Erstellt am 04. März 2016, 12:14

1,2 Mio. Asylwerber in der EU, Österreich auf Rang vier. Die Europäische Union hat nach offiziellen Zahlen von Eurostat im Jahr 2015 eine Rekordanzahl von 1,2 Millionen Asylwerbern verzeichnet.

 |  NOEN, APA (dpa)

Österreich liegt nach den am Freitag veröffentlichten Daten mit 85.500 Erstanträgen an vierter Stelle hinter Deutschland (441.800), Ungarn (174.400) und Schweden (156.100). Damit haben sich die Asylanträge EU-weit gegenüber 2014 (562.680) mehr als verdoppelt.

Jeder dritte Asylsuchende (29 Prozent) stammte 2015 aus Syrien. Das zweithäufigste Herkunftsland war Afghanistan (14 Prozent), dahinter folgt der Irak (10 Prozent). Die Zahl der Syrer, die 2015 Schutz beantragten, hat sich gegenüber 2014 verdoppelt und erreichte 362.800. Die Zahl der Afghanen vervierfachte sich im selben Zeitraum auf 178.000. Die Zahl der um Asyl ansuchenden Iraker versiebenfachte sich und erreichte 121.500.

2015 wurden anteilsmäßig die meisten erstmaligen Asylwerber in Deutschland (35 Prozent) registriert. Darauf folgten Ungarn (14 Prozent), Schweden (12 Prozent), Österreich (7 Prozent), Italien (7 Prozent) und Frankreich (6 Prozent).
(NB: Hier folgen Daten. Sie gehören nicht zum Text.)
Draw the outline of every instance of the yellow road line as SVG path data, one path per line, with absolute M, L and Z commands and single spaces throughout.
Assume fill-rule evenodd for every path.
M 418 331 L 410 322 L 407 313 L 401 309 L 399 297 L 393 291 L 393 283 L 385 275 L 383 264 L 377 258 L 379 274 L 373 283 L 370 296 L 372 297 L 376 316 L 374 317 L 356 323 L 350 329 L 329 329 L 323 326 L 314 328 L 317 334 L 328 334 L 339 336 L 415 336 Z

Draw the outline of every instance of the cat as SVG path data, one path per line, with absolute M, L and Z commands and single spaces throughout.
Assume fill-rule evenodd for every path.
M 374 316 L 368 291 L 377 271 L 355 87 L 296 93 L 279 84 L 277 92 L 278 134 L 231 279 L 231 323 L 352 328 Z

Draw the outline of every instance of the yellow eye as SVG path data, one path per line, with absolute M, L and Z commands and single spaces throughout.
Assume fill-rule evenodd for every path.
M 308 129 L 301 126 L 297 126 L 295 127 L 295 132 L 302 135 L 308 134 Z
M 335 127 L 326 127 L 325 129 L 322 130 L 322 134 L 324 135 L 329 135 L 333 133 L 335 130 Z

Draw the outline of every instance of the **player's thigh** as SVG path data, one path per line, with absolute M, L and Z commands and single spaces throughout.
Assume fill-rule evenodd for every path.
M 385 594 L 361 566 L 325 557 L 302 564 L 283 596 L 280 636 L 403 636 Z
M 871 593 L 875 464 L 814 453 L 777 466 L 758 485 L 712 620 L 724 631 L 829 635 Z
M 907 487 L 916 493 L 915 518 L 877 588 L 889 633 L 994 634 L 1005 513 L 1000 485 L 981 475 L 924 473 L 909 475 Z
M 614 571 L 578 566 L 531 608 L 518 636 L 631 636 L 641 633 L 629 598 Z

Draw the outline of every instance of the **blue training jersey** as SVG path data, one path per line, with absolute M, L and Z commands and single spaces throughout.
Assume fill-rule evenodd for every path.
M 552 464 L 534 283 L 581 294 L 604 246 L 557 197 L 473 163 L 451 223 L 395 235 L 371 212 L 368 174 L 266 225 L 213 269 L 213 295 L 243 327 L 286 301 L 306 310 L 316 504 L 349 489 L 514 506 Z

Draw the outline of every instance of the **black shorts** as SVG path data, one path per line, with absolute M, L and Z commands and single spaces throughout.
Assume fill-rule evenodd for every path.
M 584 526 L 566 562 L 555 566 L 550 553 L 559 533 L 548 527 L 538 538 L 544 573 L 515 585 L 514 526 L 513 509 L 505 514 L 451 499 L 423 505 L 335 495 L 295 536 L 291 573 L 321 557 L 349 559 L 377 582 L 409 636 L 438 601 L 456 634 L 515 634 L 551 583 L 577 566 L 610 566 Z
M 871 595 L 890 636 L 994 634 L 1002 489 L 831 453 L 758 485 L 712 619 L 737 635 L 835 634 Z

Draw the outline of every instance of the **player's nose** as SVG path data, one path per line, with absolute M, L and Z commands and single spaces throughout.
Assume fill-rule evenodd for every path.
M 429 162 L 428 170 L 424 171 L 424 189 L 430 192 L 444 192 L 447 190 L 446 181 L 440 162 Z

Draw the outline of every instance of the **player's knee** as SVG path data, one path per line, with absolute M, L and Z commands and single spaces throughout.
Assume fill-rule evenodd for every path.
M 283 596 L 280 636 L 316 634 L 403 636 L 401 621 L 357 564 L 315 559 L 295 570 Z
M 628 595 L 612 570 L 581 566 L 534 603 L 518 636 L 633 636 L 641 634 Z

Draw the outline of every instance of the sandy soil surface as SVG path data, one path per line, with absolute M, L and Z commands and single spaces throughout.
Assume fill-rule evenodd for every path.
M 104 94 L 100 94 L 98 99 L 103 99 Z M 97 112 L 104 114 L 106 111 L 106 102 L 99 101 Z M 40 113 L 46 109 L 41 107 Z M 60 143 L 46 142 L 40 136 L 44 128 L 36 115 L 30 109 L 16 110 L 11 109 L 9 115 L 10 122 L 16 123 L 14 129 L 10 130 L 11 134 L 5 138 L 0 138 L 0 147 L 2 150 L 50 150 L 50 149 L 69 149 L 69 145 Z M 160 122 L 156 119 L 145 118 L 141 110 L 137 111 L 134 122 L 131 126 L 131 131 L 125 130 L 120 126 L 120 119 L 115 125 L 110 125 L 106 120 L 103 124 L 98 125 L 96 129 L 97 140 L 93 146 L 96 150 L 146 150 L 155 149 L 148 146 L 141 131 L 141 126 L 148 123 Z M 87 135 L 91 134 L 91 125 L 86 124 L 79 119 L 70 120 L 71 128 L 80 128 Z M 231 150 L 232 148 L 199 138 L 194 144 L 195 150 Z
Gegenüber dem 2014 stieg die Zahl der erstmaligen Asylwerber am meisten in Finnland (+822 Prozent), gefolgt von Ungarn (+323 Prozent), Österreich (+233 Prozent), Belgien (+178 Prozent), Spanien (+167 Prozent) und Deutschland (+155 Prozent).

Im Vergleich zur Einwohnerzahl hatte Ungarn 2015 mit 17.699 erstmaligen Asylwerbern je eine Million Einwohner am meisten Anträge, vor Schweden (16.016), Österreich (9.970), Finnland (5.876) und Deutschland (5.441). Am niedrigsten war die Zahl hingegen in Kroatien (34 Bewerber je eine Million Einwohner), der Slowakei (50), Rumänien (62), Portugal (80) und Litauen (93). Im Jahr 2015 wurden in den EU-Staaten durchschnittlich 2.470 erstmalige Asylwerber je eine Million Einwohner registriert.

Von den 85.505 Erstanträgen, die in Österreich 2015 registriert wurden, wurde der größte Teil (24.840) von Afghanen gestellt. Erst an zweiter Stelle rangierten in Österreich Syrer mit 24.720 Anträgen, drittstärkste Gruppe waren die Iraker mit 13.225 Anträgen.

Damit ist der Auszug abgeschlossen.